Focus on enablers: freight, finance, and platforms
If Washington keeps treating fentanyl like a pure narcotics problem, it will keep getting narcotics outcomes. The scalable pressure points are enablers:
- Freight forwarders and consolidators that repeatedly touch suspect shipments
- Payment processors, OTC crypto brokers, and mule networks
- Chemical marketplaces and B2B vendor ecosystems that look the other way
AI helps identify these repeat enablers across cases that look unrelated.

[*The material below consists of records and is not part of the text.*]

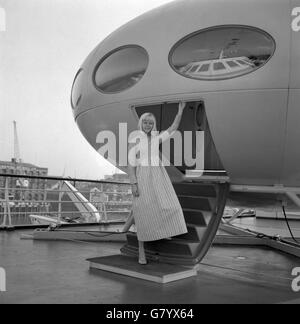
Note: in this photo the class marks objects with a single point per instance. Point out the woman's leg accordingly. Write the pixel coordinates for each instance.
(142, 255)
(129, 223)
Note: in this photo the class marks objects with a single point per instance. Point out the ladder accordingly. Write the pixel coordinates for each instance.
(203, 204)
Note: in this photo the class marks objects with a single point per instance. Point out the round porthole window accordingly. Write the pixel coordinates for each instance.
(222, 52)
(121, 69)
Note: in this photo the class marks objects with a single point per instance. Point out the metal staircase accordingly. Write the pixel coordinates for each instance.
(203, 205)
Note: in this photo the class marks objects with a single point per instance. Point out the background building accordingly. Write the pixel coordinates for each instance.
(23, 189)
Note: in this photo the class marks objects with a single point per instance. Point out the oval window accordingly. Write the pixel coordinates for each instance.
(76, 90)
(121, 69)
(222, 52)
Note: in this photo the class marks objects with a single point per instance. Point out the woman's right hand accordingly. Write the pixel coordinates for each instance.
(135, 190)
(181, 106)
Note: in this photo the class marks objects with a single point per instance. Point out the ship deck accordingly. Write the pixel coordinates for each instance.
(41, 272)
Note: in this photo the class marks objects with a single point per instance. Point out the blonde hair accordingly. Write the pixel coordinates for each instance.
(140, 124)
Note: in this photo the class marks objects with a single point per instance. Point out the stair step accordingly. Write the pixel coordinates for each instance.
(196, 217)
(195, 189)
(195, 233)
(193, 202)
(173, 247)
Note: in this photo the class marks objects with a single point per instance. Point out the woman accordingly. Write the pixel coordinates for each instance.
(156, 210)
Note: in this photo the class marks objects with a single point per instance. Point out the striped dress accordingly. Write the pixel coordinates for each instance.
(157, 211)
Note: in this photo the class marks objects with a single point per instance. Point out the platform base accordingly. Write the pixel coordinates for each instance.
(153, 271)
(69, 235)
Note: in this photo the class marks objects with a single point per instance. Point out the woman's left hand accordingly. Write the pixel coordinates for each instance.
(181, 106)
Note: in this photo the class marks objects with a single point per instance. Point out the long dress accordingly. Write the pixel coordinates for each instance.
(157, 211)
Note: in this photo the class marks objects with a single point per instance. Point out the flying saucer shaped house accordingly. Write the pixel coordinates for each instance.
(236, 63)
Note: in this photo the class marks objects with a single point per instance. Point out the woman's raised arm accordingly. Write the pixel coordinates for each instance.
(178, 117)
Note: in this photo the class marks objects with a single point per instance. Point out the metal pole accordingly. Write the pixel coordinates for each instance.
(7, 205)
(59, 201)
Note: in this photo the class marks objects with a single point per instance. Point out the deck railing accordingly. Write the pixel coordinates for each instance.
(38, 200)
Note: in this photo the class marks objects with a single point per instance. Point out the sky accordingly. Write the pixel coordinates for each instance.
(41, 49)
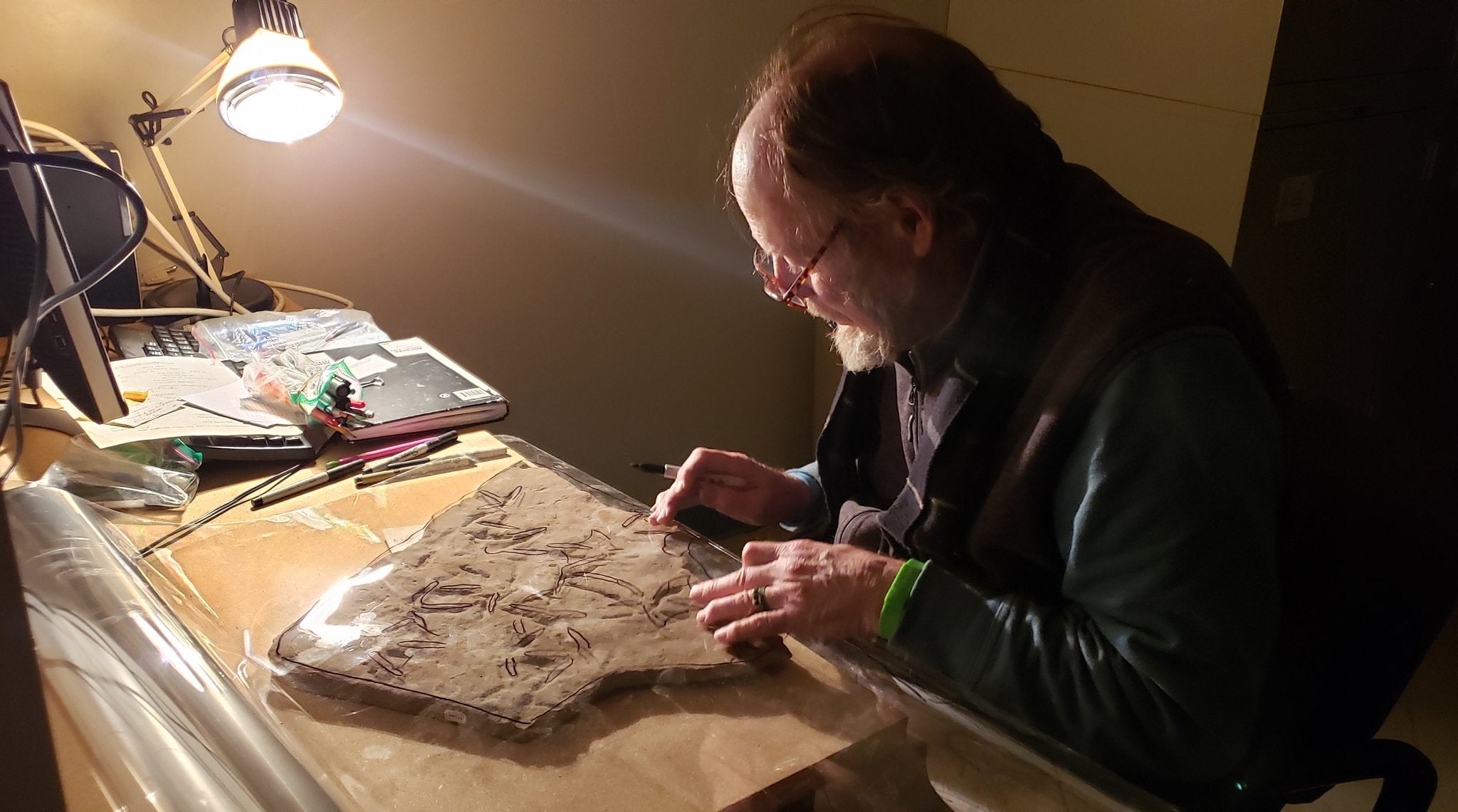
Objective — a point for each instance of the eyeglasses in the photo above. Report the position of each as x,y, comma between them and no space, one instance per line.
765,265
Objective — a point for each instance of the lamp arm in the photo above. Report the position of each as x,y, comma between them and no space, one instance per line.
36,127
157,127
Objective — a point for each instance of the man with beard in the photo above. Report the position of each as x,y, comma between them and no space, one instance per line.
1051,468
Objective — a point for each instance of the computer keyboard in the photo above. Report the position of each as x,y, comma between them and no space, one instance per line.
139,340
171,342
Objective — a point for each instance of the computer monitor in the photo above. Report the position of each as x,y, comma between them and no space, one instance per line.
95,219
68,344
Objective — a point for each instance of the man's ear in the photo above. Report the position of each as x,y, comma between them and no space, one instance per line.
913,222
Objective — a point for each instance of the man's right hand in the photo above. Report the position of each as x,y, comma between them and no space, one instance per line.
769,496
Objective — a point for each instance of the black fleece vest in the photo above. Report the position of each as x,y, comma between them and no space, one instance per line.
1068,283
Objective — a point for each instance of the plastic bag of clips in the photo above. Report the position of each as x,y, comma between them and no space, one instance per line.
149,474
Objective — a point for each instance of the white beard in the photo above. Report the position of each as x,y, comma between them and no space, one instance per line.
861,350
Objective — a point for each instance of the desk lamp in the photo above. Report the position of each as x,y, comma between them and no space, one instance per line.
268,85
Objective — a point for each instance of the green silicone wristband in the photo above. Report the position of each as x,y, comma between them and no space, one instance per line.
896,604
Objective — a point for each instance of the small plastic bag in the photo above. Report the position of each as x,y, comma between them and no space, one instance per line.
293,379
147,474
236,339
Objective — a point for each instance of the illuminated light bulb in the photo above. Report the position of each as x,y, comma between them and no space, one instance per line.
278,89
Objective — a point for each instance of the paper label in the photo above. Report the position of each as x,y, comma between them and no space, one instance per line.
477,394
368,367
406,347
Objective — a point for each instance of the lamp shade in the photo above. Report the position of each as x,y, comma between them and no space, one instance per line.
278,89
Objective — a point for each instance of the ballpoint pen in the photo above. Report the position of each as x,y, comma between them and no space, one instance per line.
308,483
670,471
416,468
420,449
381,453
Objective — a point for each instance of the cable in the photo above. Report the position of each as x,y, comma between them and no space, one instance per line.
192,264
41,307
310,290
181,254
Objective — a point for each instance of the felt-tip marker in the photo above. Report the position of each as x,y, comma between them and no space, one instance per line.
308,483
421,449
670,471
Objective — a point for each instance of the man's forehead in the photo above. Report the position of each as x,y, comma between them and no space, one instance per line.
780,211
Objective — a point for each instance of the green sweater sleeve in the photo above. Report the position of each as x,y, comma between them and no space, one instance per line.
1165,515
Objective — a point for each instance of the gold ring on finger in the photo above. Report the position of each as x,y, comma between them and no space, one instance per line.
762,604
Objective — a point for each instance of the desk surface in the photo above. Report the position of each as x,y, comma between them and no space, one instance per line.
754,744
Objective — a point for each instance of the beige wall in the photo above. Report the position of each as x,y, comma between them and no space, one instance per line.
530,184
1164,100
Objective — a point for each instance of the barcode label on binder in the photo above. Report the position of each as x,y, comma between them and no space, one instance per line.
473,394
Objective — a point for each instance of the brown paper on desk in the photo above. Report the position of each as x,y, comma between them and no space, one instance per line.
510,610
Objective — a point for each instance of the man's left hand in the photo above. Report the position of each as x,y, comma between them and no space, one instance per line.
811,589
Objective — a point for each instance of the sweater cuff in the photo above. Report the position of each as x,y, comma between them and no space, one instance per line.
815,514
894,607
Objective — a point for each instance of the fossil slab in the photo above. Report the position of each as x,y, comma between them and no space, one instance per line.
512,608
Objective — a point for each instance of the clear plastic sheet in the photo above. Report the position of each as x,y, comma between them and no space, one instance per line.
236,339
133,475
830,729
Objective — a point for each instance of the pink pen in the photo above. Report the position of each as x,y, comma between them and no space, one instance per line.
381,453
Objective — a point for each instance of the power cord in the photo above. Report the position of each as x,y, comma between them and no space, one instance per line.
40,305
178,254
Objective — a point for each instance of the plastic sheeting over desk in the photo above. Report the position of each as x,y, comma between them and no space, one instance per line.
164,665
167,727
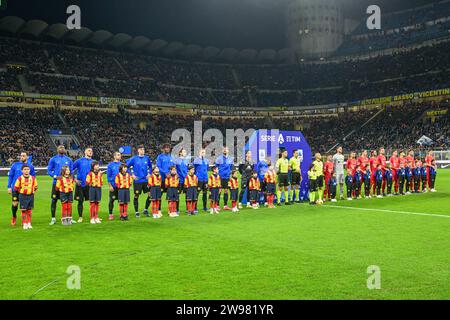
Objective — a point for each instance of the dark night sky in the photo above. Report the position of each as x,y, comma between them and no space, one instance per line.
241,24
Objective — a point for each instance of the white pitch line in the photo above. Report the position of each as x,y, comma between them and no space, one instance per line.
392,211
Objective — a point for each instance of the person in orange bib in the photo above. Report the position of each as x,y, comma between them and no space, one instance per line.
66,185
94,180
26,186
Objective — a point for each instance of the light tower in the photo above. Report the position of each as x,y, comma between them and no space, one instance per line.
315,28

Build a “nonscheduled precursor watchlist” process
Scheduling is slow; substitution is fast. Washington should operationalize a watchlist approach for nonscheduled precursors and substitute pathways:
- Rapid analytic review of emerging chemicals used in synthesis routes
- Voluntary compliance advisories to legitimate manufacturers and shippers
- Targeted inspections and sampling for high-risk combinations
This doesn’t require banning the chemicals. It requires making suspicious patterns visible.

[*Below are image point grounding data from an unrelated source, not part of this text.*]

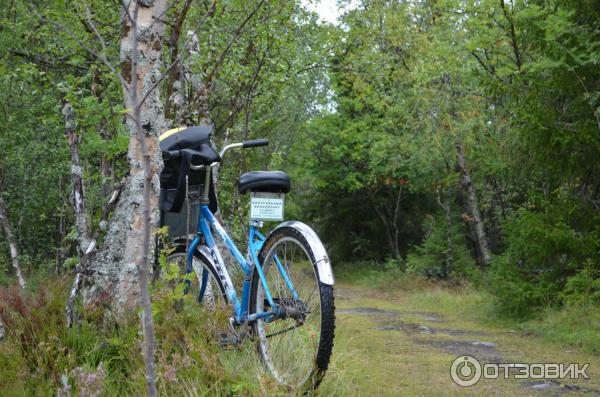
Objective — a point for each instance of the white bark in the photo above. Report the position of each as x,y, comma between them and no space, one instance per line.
12,243
473,205
115,267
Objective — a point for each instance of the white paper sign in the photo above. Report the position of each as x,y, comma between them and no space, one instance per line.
266,208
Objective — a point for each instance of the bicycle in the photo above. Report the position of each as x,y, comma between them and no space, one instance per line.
287,290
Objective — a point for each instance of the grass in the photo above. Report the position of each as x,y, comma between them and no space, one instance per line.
390,363
40,354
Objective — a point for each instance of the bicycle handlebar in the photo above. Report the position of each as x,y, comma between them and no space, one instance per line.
175,154
255,143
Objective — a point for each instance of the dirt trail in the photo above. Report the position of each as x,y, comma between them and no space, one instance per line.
404,344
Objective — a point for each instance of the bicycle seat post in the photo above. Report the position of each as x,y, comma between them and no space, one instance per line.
205,199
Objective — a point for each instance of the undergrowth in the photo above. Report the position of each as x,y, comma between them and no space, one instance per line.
101,356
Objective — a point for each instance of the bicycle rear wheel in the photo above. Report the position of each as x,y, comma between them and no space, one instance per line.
296,347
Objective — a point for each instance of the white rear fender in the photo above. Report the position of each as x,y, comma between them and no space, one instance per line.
322,261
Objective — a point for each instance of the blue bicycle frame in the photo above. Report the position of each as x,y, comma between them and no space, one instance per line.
206,220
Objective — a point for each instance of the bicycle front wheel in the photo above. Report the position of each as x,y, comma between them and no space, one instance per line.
296,346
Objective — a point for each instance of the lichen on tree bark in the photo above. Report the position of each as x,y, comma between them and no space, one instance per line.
114,273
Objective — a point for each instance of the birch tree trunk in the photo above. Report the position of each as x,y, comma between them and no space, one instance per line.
114,276
473,205
12,243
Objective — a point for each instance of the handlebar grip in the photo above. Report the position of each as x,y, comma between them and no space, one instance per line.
255,143
171,154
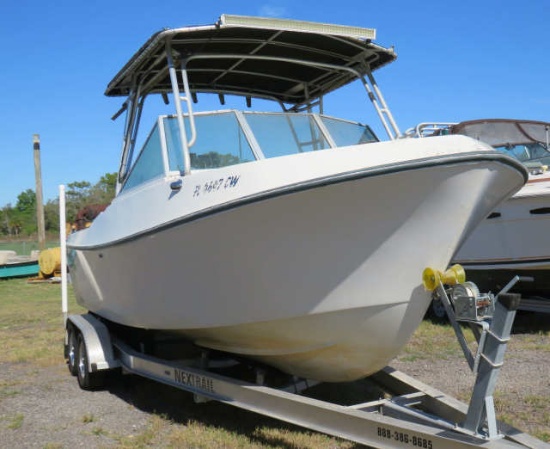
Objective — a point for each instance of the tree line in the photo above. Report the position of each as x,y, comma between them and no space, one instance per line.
20,220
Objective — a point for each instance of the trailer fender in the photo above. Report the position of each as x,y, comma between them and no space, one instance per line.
98,341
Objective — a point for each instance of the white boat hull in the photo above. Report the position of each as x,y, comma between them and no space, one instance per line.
312,263
513,241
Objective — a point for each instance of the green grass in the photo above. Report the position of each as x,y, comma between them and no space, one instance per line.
25,247
31,322
31,332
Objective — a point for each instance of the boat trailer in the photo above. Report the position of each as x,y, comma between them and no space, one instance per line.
408,414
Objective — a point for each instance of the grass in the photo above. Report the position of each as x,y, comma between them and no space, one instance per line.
31,332
31,323
25,246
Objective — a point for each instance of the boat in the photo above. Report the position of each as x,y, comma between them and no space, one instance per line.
281,235
513,239
13,265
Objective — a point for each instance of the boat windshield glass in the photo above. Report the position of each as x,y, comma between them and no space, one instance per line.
228,137
220,142
527,153
283,134
149,163
347,133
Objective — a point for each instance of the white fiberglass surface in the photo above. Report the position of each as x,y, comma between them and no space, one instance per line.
223,140
527,153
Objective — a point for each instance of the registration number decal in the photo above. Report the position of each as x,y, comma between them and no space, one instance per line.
214,185
405,438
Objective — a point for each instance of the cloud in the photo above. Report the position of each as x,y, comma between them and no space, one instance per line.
272,11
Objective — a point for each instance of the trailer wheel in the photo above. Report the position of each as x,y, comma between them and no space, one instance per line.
86,379
72,346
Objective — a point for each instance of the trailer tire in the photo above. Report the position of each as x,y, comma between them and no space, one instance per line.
87,380
72,350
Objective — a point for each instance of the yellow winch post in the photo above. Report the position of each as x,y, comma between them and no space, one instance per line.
454,275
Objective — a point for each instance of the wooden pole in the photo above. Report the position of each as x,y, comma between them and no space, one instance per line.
39,197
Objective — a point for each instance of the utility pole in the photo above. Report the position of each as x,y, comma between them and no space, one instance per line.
39,200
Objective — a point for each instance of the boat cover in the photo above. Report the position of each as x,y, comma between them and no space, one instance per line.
254,57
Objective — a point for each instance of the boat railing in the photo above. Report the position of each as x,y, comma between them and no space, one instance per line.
429,129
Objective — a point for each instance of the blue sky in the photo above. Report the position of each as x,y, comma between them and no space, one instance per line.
456,61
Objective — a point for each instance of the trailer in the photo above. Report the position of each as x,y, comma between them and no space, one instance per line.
406,413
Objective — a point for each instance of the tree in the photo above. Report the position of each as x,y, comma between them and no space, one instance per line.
21,219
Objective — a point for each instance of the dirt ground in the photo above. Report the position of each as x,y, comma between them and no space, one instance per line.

What leaders in defense and national security should ask next
Answer first: The most productive questions are operational: What data do we have, what actions can we take, and how do we measure disruption?
If you oversee an intelligence, defense, or interagency mission set, here are the questions worth putting on the agenda:
- What’s our fastest path to multi-agency data fusion for fentanyl precursor tracking?
- Do we have graph analytics to identify facilitators across cases, or are we stuck in case-by-case mode?
- Can we connect cyber marketplace monitoring to physical interdiction in weeks, not months?
- How do we evaluate success—pure seizure volume, or network degradation and reduced availability?
- Are our models auditable enough to support prosecutions and oversight?
These questions keep AI grounded in outcomes rather than procurement theater.
The stance Washington should take in 2026
Diplomacy with China on fentanyl precursors matters, and scheduling specific chemicals is still worth doing. But the center of gravity is the adaptive, nonscheduled ecosystem—the brokers and facilitators who thrive on complexity.
AI gives Washington a way to compete in that complexity. Not by “predicting crime” in the abstract, but by connecting trade, cyber, financial, and logistics signals into targetable intelligence that raises the cost of doing business for trafficking networks.
If you’re building capabilities in the AI in Defense & National Security space, this is one of the clearest missions where AI can produce measurable impact: fewer successful shipments, more disrupted networks, and faster learning as traffickers change tactics. The open question is whether Washington will treat fentanyl as a sustained national security intelligence problem—or keep hoping the next list of banned chemicals will do the job.